By the definition of \(K(x_i,x_j)\), we have

\[K(x_i,x_j)=\langle \phi(x_i),\phi(x_j)\rangle,\quad K(x_j,x_i)=\langle \phi(x_j),\phi(x_i)\rangle.\]

By the symmetry of inner product, we have \(\langle \phi(x_i),\phi(x_j)\rangle=\langle \phi(x_j),\phi(x_i)\rangle\). It then follows that

\[K(x_i,x_j)=K(x_j,x_i).\]

Therefore the Gramian matrix \(\mathcal{K}=[K(x_{i},x_{j})]_{N\times N}\) is symmetric real matrix. Now we show that \(\forall\alpha\in\mathbb{R}^{R\times 1}, \alpha^T\mathcal{K}\alpha\ge 0.\) The notation is given by

\[\begin{aligned}\alpha^T\mathcal{K}\alpha=(\alpha_1,\alpha_2,\dots,\alpha_N)\begin{bmatrix}K_{11}&K_{12}&\dots&K_{1N}\\K_{21}&K_{22}&\dots&K_{2N}\\\vdots&\vdots&\ddots&\vdots\\K_{N1}&K_{N2}&\dots&K_{NN}\end{bmatrix}\begin{pmatrix}\alpha_1\\\alpha_2\\\vdots\\\alpha_N\end{pmatrix}\end{aligned},\]

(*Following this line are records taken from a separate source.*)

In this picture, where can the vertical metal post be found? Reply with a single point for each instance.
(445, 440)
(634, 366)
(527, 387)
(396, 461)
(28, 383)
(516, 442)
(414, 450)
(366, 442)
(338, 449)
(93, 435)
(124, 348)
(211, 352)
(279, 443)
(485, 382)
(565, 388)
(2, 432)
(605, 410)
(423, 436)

where \(K_{ij}=K(x_{ri},x_{rj})\). We then have

\[\begin{aligned}\alpha^T\mathcal{K}\alpha&=\sum_{i=1}^R\sum_{j=1}^R \alpha_i\alpha_jK_{ij}\\&=\sum_{i=1}^R\sum_{j=1}^R \alpha_i\alpha_j\phi^T(x_{ri})\phi(x_{rj})\\&=\sum_{i=1}^R \alpha_i\phi^T(x_{ri})\sum_{j=1}^R\alpha_j\phi(x_{rj})\\&=\left(\sum_{i=1}^R \alpha_i\phi(x_{ri})\right)^T\left(\sum_{j=1}^R\alpha_j\phi(x_{rj})\right)\\&=\left\langle\left(\sum_{i=1}^R \alpha_i\phi(x_{ri})\right), \left(\sum_{j=1}^R \alpha_i\phi(x_{rj})\right)\right\rangle\\&=\left\vert\left\vert\sum_{i=1}^R \alpha_i\phi(x_{ri})\right\vert\right\vert^2,\end{aligned}\]

therefore, \(\alpha^T\mathcal{K}\alpha\ge 0\) and \(\mathcal{K}\) is a PSD matrix.\(\tag*{\)\blacksquare\(}\)

Let \(\mathcal{K}\in\mathbb{R}^{d\times d}\) be a symmetric PSD matrix, then for \(\{x_1,x_2,\dots,x_N\}\) where \(x_i\in\mathbb{R}^{d\times 1}\), we have kernel function \(K(x_i,x_j)=x_i^T\mathcal{K}x_j\).

Proof:

Consider the diagonalisation of \(\mathcal{K}=Q^T\Lambda Q\) by an orthogonal matrix \(Q\), where \(\Lambda\) is a diagnoal matrix containing the non-negative eigenvalues of \(\mathcal{K}\). Let \(\sqrt{\Lambda}\) be the diagonal matrix with the square roots of the eigenvalues and set \(A=\sqrt{\Lambda}Q\). Then for \(\{x_1,x_2,\dots,x_N\}\) where \(x_i\in\mathbb{R}^{d\times 1}\), we have

\[x_i^T\mathcal{K}x_j=x_i^TQ^T\Lambda Qx_j=x_i^TA^TA x_j=\langle A x_i,Ax_j\rangle.\]

Therefore we have kernel function \(K(x_i,x_j)=x_i^T\mathcal{K}x_j=\langle Ax_i,Ax_j\rangle\) with linear transformation \(\phi(\cdot)=A\cdot. \tag*{\)\blacksquare\(}\)

3. Conclusion

In this post, we introduced kernel method for classification problem. Given Cover’s theorem, we can project non-linear data into high-dimensional space and obtain linearly separable data. To simplify the computation incurred by the duality problem, we can leverage kernel function to avoid the computing labor.

This is definitely not a good introduction to kernel methods. For more details of kernel method, I would recommend Kernel methods: an overview.